Désormais, je suis heureux du déroulement de la situation. Je m’attendais à marcher et à me libérer du stress que j’avais au fond de moi. Depuis que j’ai eu tous ces messages, je suis un homme transformé, apaisé et serein. Je suis bien. Au fait, as-tu vu ton double ? Quelqu’un qui te ressemble trait pour trait et qui parlait comme si c’était toi ?

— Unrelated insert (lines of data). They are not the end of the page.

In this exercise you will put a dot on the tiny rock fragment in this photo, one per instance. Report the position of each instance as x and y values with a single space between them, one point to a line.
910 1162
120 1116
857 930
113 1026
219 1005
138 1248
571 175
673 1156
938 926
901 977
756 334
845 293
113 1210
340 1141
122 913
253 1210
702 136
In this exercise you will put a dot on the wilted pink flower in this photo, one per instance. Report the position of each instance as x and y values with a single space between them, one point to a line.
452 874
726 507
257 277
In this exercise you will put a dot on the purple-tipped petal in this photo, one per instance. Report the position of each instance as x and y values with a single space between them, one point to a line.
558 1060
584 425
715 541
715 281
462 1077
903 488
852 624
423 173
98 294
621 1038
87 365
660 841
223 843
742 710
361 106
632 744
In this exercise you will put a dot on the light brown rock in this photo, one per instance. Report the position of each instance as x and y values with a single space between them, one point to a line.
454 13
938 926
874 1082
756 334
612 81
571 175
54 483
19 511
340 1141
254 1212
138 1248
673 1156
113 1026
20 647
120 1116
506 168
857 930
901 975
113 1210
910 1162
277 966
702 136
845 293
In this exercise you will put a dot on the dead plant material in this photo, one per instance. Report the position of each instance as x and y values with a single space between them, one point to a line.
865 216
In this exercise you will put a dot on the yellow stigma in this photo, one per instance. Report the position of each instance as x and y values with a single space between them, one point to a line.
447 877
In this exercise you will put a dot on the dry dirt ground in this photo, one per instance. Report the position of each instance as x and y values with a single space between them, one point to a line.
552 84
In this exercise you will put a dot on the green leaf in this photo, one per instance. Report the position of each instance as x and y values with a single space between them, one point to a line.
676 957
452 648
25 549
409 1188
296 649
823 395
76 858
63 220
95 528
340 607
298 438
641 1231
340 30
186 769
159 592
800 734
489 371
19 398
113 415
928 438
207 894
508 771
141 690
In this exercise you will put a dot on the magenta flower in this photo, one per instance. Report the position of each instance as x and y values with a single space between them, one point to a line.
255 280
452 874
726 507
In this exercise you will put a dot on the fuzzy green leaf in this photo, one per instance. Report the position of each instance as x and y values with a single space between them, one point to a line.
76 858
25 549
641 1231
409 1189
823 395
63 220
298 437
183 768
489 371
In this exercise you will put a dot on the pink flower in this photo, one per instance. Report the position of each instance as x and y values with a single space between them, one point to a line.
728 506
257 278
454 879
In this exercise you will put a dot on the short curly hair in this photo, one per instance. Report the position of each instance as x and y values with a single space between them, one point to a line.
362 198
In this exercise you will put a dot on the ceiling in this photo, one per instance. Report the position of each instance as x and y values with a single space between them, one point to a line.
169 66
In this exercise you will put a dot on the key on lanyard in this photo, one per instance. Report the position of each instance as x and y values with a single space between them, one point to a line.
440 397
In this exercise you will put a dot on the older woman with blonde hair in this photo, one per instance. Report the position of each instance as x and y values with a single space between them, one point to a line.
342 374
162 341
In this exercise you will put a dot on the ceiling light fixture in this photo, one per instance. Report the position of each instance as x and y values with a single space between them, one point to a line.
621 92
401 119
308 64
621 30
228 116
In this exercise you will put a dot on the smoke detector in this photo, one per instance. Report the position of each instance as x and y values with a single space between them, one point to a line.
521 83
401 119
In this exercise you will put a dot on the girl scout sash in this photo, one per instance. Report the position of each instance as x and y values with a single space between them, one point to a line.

- Non, mais j’ai revu mon frère décédé dans un accident de voiture il y a trois ans. Je n’arrivais pas à en faire mon deuil. C’était mon ami, mon frère et mon confident. Nous avions un an d’écart et souvent, on nous prenait pour de faux jumeaux, mais il était bien plus beau et avait plus d’assurance que moi. Il est apparu devant moi, mais sans aucune égratignure et encore plus beau qu’auparavant et il me dit ceci :
« Tu as été mon frère bien aimé dans une vie, mais à présent, je dois partir rejoindre les miens. Chaque fois que tu penseras à moi, les larmes couleront, car tu te diras pourquoi lui et pas moi. J’avais foi en moi et en mes capacités, toi non. Je voulais combattre les vicissitudes de la vie et j’y suis arrivé.